В 2011 году, сразу после похорон, когда мы вывезли вещи Эми из дома на Кэмден-Сквер, Ричард и я полетели во Флориду. Путешествие было запланировано задолго до ужасных событий, и мы решили ничего не отменять. Я верю, что жизнь не должна останавливаться, как бы сложно вам ни было, и Эми бы точно не хотела, чтобы я сидела и тонула в бесконечной скорби. Тем летом не было места для отдыха лучше, чем Майами и Флорида – моя точка равновесия в хорошие и плохие времена, место, которое мы с Эми открыли вместе, и место ее судьбоносного брака с Блейком. Поездка туда тем августом с осознанием, что Эми больше нет рядом, придала ему еще большее значение. Боль все время давала о себе знать. Все напоминало о ней – например, бассейн Джоан в Бока-Рэйтон или Коллинс-авеню в Майами. Мы говорили об Эми и плакали. О моей дочери можно сказать одно: историй она нам оставила множество.

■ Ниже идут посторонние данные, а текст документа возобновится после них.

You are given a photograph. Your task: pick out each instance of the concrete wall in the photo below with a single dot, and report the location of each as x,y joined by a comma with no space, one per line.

Как только мы начали расслабляться, нашу поездку прервала еще одна смерть члена семьи. Мама Ричарда Дорин умерла, пока мы были за границей, и нам, к несчастью, пришлось вернуться с отдыха и вновь скорбеть и организовывать похороны. Из-за жизненных обстоятельств я нечасто общалась с Дорин, однако знала, что в ее сердце есть для меня место, а в моем – для нее.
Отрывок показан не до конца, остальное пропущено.